22 Oct: Friday. Paid John $640. We've got the south side all sheathed and strapped. Monday we put on the metal.

23 Oct: I'm out of money. Writing checks against my home equity line now. Exchanged the galvanized roof ridge pieces for brown and got 4/2 x 4 x 12s and 10/ 2 x 4 x 8 (precuts, actually) and 30 roofing screws at rk Miles. (The bags I had gotten from HD contain 250 screws. I need 270 per side. I had some extras from doing the house roof but not quite enough for the ridge.)  $41.48 / Credit $32.50.

27 Oct: The roof is on and the gables sheathed except for a small triangle at the top of the west side. After that's done tomorrow, we'll start installing the windows. I got the hang of screwing down the metal and didn't prenail at all of this side. Awesome lunar eclipse happening right now, fully covered, blood red at 11:00 pm.

28 Oct: Installed all the windows today. Paid $16.44 for door hinges and lock set and $10.71 for a piece of red oak for the door sill, both at rk Miles.

29 Oct: Friday. Today was spent solely on the installation of the door. All the jambs, sill, stops had to be made and fitted and the end result was perfect. Paid John $522.89 but $72.89 was for 4 sheets of ½" plywood he picked up for me. As it turns out, we only needed 2 more so now I have 2 extra.

John is done for a while. I've got to get organized out there. I want him to make the stairs but I don't know when yet because the temp stairs work just fine for now.

I filled the cavities around windows and door with spray foam. The exterior side of the door has to be stripped and stained and I am going to fill the glass panel opening with 5/4 wood. The exterior door and window trim will be part of the siding so that won't get done until next year. I need to get the roughcut board and batten siding ordered so it can season but I have to recoup my expenses first.

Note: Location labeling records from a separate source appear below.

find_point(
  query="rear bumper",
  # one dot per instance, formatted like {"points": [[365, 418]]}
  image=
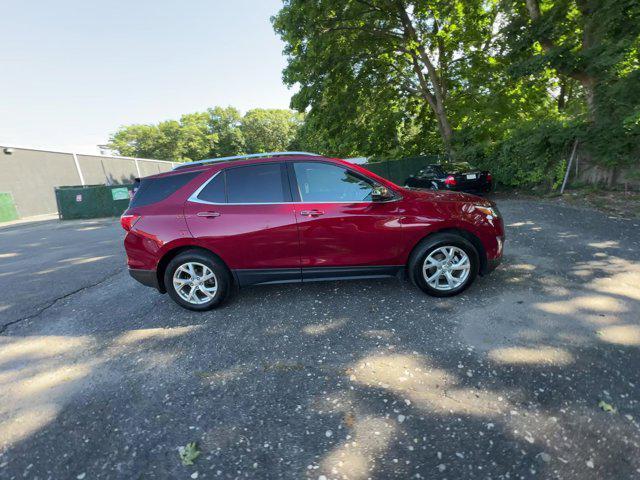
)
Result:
{"points": [[492, 264], [148, 278]]}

About the windows and door: The two matching pair on the south side are steel clad thermopane. Mom got them at the Lion's auction two years ago for $2.00 for both. The 6 lite casement window with storms was $40 at this year's Lions auction and the small double hung with storms on the east side was $10 at the yard sale last year. The door I've had for a few years and I don't know if I paid anything for it. It is 1¾" solid wood, 36" wide.

October 20
October 21
October 22, south side sheathing in progress
October 29
October 29
October 29

Oct 30 Returned one roll of felt paper. Credit $14.82.
Bought a 5/4 x 10 x 10 at Greenberg's which is for the empty door panel. $20.44

25 Sept 2019: Bought 6 hemlock barn boards from Dorr - $30.82

29 Sept 2019: Bought cove siding for gable ends at Paulson's - $421.85

10 Oct 2019: Finally got most of the siding up on west side. Gables will be horizontal cove lap.